Tener a los militares en las calles tampoco es bienvenido por gobernantes locales. “Mientras yo sea alcaldesa no habrá militarización de Bogotá, eso es echar leña al fuego”, se ha apresurado a advertir Claudia López, que ha mantenido un pulso de liderazgos con Duque en varios frentes. La capital, sin embargo, no está incluida en el decreto presidencial. “Esto no significa que vaya a haber una militarización de la ciudad”, asegura por su parte Juan Carlos Cárdenas, el alcalde de Bucaramanga, una urbe en el oriente del país que inesperadamente apareció en la lista.

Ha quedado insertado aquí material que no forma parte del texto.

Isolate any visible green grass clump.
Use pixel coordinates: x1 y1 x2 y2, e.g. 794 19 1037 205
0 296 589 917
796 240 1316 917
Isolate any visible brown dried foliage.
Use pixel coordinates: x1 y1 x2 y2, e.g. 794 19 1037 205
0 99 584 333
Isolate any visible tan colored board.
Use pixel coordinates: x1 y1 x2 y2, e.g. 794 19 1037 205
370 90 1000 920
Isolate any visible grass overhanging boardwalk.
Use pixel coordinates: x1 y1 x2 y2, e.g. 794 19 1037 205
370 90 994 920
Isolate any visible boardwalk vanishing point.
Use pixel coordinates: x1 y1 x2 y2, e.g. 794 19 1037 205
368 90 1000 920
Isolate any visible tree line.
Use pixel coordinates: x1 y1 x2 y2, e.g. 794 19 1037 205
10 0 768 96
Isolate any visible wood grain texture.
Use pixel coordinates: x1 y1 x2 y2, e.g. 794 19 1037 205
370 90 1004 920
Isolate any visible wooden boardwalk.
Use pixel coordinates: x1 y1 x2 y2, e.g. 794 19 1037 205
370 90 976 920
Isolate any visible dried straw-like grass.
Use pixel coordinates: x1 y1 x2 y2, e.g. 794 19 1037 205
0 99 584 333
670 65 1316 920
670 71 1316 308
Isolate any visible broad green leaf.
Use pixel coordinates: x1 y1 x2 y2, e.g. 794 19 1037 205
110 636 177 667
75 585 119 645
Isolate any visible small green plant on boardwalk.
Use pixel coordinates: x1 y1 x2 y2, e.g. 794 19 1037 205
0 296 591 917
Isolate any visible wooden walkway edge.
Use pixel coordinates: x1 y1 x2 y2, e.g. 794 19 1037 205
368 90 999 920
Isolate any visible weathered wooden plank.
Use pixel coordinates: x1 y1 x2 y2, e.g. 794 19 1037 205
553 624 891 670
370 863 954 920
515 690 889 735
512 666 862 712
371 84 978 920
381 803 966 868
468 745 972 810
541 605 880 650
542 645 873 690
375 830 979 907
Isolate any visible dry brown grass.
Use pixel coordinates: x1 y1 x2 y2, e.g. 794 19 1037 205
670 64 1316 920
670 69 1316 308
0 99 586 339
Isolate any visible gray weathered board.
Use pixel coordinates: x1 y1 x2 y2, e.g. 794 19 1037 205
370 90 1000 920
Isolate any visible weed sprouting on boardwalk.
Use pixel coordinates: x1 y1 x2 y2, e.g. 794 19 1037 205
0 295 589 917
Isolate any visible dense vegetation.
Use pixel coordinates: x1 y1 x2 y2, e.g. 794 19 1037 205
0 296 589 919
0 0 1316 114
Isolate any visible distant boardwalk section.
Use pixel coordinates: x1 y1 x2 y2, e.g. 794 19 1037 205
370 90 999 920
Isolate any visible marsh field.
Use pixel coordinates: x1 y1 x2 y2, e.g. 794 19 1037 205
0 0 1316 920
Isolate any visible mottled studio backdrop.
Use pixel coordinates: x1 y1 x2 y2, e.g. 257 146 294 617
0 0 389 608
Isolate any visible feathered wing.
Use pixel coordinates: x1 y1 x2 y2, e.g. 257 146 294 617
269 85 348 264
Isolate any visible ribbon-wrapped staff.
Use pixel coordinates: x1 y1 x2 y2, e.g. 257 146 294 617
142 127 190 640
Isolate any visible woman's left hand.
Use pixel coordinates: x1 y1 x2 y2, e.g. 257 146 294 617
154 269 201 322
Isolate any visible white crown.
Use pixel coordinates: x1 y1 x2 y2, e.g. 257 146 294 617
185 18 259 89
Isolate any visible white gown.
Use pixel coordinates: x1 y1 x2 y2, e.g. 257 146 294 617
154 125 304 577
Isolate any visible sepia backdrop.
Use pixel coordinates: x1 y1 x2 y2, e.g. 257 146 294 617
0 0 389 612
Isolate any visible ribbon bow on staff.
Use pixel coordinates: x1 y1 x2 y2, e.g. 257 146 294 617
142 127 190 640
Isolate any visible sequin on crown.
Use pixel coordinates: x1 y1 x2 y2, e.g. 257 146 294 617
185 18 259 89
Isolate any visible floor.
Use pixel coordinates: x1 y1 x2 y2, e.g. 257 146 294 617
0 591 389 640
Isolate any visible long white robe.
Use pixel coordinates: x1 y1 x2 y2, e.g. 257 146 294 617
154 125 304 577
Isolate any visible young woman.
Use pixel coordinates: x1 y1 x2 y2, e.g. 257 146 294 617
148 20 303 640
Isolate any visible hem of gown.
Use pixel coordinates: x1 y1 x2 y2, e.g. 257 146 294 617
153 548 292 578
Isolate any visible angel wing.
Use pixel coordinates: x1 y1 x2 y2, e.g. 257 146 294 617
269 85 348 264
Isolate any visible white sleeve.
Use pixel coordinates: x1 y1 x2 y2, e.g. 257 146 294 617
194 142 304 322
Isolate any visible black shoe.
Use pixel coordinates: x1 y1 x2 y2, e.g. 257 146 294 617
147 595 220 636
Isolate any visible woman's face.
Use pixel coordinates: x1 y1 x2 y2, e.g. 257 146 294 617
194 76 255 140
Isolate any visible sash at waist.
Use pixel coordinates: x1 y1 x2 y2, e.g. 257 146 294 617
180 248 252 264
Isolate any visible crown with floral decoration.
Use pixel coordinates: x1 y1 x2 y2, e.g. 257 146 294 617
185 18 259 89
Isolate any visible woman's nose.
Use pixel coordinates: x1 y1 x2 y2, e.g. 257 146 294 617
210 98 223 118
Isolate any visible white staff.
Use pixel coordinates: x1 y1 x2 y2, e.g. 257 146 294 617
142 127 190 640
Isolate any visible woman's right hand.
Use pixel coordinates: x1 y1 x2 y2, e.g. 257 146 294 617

“Vamos a garantizar los derechos de todos, los que protestan y los que no protestan. Cuando ha habido actos de violencia, hemos actuado con la policía para garantizar el orden público”, defiende Cárdenas, que se declara sorprendido por la inclusión de su ciudad, en diálogo con EL PAÍS. “Bucaramanga no ha tenido perdidas de vidas, no registra ninguna desaparición ni sufre desabastecimiento. No logramos entender el criterio, pero es una orden presidencial que hay que acatar”, apunta. “Más allá del decreto, sí creemos que el camino de todo este proceso de protesta social para buscar soluciones, más allá de la misma fuerza pública, es el diálogo con los diferentes grupos que están protestando”.

El decreto contiene “un peligroso vacío”, ha advertido José Miguel Vivanco, director para las Américas de Human Rights Watch. “Las órdenes dictadas no incluyen ninguna referencia explícita a priorizar el diálogo, evitar la fuerza excesiva y respetar los derechos humanos”, ha señalado, una grave carencia “que puede tener consecuencias irreparables”. Varios juristas le dan la razón. En esa misma dirección apunta Rodrigo Uprimny, investigador del centro de pensamiento Dejusticia. “Al ordenar levantar a la fuerza todos los bloqueos”, señala, es inconstitucional por varias razones, “pues muchos de ellos están protegidos por el derecho a la protesta, aunque haya otros que lo desborden por afectar desproporcionadamente derechos de terceros”.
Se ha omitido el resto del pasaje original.